The most obvious explanation seemed to be laziness because it's not a difficult rule to remember. I suppose it is a bit taxing to stretch that pinky finger all the way over to the shift key and hit it at the same time as the 'I' key: I mean, why hit two keys when one will do?

Recently, that theory was called into question when I found several hand-written assignments littered with lower case, personal pronoun 'I's; but as with typing, it takes a little more extra effort  to make one vertical and two horizontal lines versus just having one vertical line and a dot.

I further tested these theories by berating students on their laziness; you know, trying to shame them into writing correctly.  How are they going to succeed in school, hold down a job, building healthy, lasting relationships if they can't even capitalize their fucking 'I's? Surprisingly, their English teacher's opinion meant nothing to them.

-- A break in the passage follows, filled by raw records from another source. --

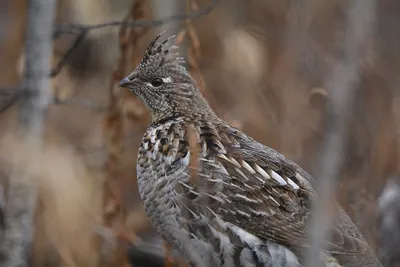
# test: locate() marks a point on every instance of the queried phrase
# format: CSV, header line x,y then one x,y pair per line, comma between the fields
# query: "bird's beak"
x,y
124,82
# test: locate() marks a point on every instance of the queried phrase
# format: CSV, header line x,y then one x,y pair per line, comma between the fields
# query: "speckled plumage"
x,y
224,199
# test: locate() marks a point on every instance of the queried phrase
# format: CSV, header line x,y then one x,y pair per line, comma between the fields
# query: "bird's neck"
x,y
193,110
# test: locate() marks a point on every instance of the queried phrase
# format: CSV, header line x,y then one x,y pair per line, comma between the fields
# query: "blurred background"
x,y
262,64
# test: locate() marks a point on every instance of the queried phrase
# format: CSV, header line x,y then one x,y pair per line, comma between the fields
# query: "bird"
x,y
213,193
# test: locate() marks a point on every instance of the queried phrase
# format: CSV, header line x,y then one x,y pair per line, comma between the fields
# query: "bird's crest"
x,y
161,53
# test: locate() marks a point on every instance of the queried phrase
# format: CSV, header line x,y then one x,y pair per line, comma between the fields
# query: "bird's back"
x,y
231,200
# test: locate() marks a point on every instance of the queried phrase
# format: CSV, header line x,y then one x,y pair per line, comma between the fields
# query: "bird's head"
x,y
163,83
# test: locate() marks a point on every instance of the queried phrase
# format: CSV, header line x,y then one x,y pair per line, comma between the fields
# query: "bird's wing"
x,y
253,187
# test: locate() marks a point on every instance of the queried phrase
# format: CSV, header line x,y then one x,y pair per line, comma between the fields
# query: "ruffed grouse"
x,y
212,192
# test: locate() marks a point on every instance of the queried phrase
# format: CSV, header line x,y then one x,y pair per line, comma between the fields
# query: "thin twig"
x,y
82,103
35,97
343,85
77,28
83,30
78,40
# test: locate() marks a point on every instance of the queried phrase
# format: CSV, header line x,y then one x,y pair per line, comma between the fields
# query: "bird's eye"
x,y
156,82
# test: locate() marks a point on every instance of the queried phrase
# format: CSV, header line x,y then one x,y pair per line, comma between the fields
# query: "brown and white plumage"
x,y
224,199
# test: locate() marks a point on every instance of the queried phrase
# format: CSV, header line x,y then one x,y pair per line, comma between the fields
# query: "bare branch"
x,y
82,30
78,28
82,103
35,97
78,40
343,85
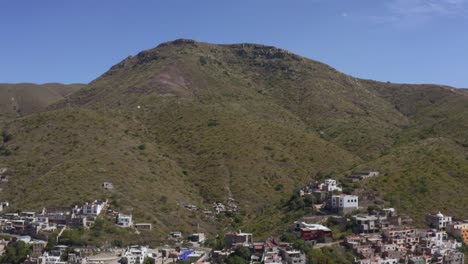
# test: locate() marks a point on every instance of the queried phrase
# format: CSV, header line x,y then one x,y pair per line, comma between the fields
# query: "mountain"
x,y
194,123
26,98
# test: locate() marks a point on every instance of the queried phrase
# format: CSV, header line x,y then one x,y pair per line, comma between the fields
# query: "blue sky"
x,y
409,41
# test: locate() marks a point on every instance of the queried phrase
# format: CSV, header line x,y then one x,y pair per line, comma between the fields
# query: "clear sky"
x,y
411,41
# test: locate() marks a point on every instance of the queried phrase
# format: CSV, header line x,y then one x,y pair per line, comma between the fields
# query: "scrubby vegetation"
x,y
195,123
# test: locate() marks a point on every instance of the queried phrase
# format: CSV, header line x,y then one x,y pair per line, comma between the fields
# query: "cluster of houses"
x,y
270,251
381,236
51,218
382,239
328,195
361,175
227,208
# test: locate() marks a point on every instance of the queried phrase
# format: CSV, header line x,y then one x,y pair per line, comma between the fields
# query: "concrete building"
x,y
458,229
94,208
344,203
242,239
124,220
293,256
330,185
438,221
366,223
135,255
197,237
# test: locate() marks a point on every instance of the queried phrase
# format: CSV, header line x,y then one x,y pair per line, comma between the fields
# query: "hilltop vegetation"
x,y
189,122
21,99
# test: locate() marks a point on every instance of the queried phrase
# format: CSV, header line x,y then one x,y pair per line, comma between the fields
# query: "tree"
x,y
16,253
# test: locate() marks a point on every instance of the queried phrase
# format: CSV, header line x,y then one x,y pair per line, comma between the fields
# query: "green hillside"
x,y
25,98
193,123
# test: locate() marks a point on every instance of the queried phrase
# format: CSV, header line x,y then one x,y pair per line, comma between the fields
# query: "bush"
x,y
16,253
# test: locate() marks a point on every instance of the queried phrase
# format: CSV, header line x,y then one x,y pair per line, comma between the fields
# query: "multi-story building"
x,y
293,256
330,185
243,239
93,208
458,229
344,203
124,220
438,221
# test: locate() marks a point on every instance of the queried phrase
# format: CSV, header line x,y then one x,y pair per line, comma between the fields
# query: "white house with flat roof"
x,y
344,203
330,185
94,208
438,221
124,220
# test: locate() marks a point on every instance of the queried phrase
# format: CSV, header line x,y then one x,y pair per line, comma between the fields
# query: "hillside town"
x,y
375,236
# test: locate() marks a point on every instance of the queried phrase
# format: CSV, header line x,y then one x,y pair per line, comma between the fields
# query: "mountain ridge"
x,y
194,123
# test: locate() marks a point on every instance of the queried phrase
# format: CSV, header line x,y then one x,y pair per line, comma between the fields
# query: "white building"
x,y
344,203
438,221
330,185
135,255
197,237
124,220
93,208
293,257
46,259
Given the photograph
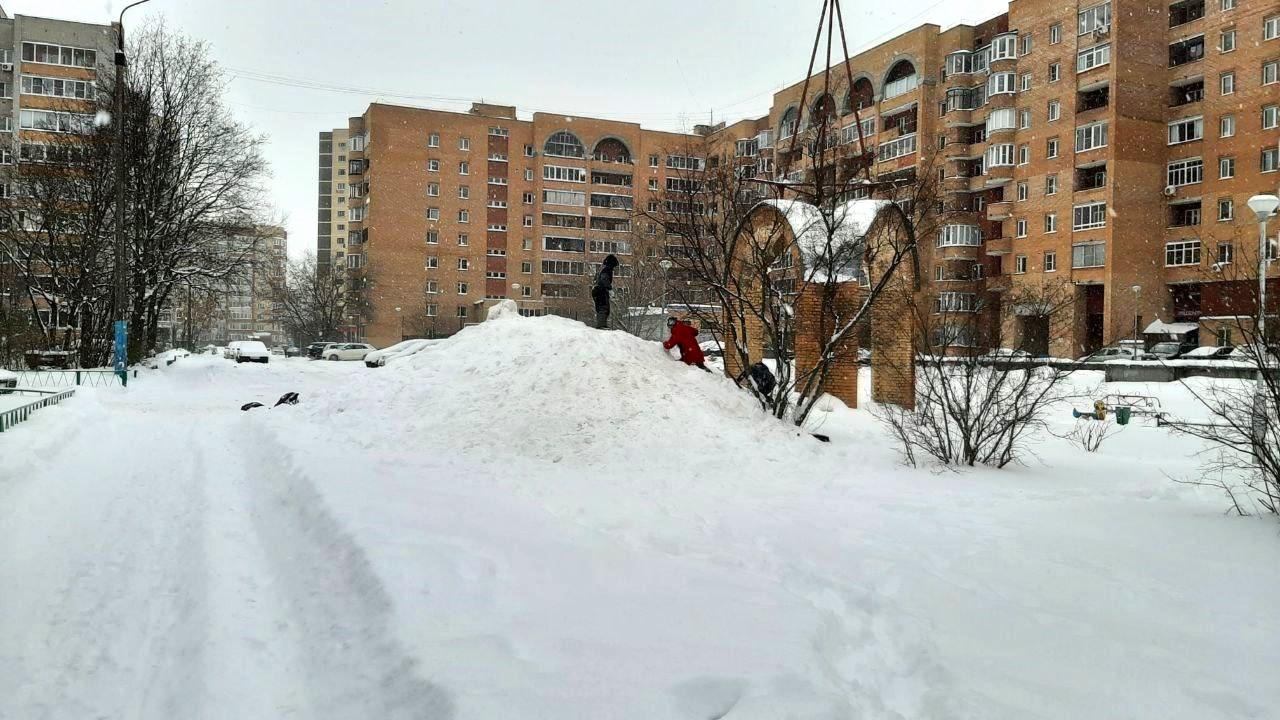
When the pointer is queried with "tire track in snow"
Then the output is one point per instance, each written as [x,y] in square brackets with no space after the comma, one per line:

Ready to settle on the theory that teenage rebellion demands they don't do one single thing they are asked to do without a fight; it is a trait of adolescence generations of adults have been unable to eradicate.  Still, it seemed too paradoxical: why wouldn't teenagers, especially Millennials, use every tool they had to assert their individuality? To assert their ego? Aren't they self-absorbed, coddled, entitled, and solitary behind their electronic devices?

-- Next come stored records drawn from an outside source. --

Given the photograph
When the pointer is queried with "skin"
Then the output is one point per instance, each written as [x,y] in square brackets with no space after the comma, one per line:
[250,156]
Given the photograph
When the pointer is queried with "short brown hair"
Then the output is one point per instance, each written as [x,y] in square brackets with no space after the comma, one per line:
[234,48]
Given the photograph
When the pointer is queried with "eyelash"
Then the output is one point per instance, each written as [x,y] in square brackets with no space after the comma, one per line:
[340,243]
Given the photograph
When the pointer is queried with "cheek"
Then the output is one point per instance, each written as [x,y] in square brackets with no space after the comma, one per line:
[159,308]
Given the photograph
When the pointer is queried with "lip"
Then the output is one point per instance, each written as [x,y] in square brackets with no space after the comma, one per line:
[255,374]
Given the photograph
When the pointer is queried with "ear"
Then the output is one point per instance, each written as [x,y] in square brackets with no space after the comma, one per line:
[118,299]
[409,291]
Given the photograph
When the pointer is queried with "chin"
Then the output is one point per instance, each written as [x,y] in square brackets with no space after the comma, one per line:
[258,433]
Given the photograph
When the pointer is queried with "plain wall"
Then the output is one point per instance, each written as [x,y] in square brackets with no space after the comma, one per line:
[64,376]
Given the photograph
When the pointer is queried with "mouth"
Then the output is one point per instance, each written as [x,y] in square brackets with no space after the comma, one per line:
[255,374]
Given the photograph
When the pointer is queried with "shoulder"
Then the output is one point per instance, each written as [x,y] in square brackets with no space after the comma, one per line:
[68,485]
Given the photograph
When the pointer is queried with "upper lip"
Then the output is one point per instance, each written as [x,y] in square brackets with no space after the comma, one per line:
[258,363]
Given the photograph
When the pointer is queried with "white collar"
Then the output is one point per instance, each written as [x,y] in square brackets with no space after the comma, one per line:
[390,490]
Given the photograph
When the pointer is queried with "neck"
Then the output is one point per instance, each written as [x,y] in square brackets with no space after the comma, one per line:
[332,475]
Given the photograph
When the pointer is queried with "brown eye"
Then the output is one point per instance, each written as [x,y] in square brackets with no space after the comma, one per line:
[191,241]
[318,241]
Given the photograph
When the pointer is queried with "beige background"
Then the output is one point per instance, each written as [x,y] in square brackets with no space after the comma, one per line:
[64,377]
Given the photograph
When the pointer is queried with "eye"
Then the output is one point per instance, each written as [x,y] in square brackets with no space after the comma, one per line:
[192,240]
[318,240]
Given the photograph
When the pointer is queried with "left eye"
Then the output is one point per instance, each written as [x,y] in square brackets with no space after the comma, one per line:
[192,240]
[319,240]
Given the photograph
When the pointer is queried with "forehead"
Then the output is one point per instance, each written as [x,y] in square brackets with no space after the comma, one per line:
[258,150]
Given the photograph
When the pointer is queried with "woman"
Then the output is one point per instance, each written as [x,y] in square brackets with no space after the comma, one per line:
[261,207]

Like most people, the answer came to me while I was in the shower: Millennials are also the iGeneration, they don't need they don't need to capitalize their 'I's because the internet provides so many other venues to promote their individuality in more engaging, entertaining, far-reaching ways. They can track how many people follow them doing ordinary shit. They can snap, tweet, post, share, filter, and, well, blog. Capitalized pronouns are becoming as necessary as landlines.

To be fair, pronouns have always catered to the ego. Grammar rules that "I" must capitalize myself as the writer in order to assert my ideas, opinions, actions over any other person I might be writing about. When composing my spectacular posts, I don't introduce my voice with "I, Holly Vance" and then shift to "believe i have solved the riddle of how teenagers think (if i had, i'd be in such high demand for consultation i wouldn't have time to blog). Sure, I will capitalized the names of others, but after an initial introduction, grammar rules that I should refer to others as he/she him/her they/them--not capitalized. Capitalization means specific, unique, and important; but to be grammatically correct, I shouldn't capitalize "she" when substituted for Lisa, Cher, Laura, Karen, Mindi, and Carrie even though each woman is specific, unique, and important. 

The generation who exist in a digital extension of their egos, the generation capable of asserting their "I" in so many ways, refuse resort to a archaic, symbol of the ego: the capitalized "I". It is ironic, but also isn't it expected for teenagers to carve out a way to be different, to not do things the way their predecessors did? Maybe I needed to capitalize "I" because I didn't have any other way to do so.

Or Apple started this whole problem with their iPhone, iMac, iPod, iWatch, iBrain. Like I mentioned earlier, damn technology ruins everything.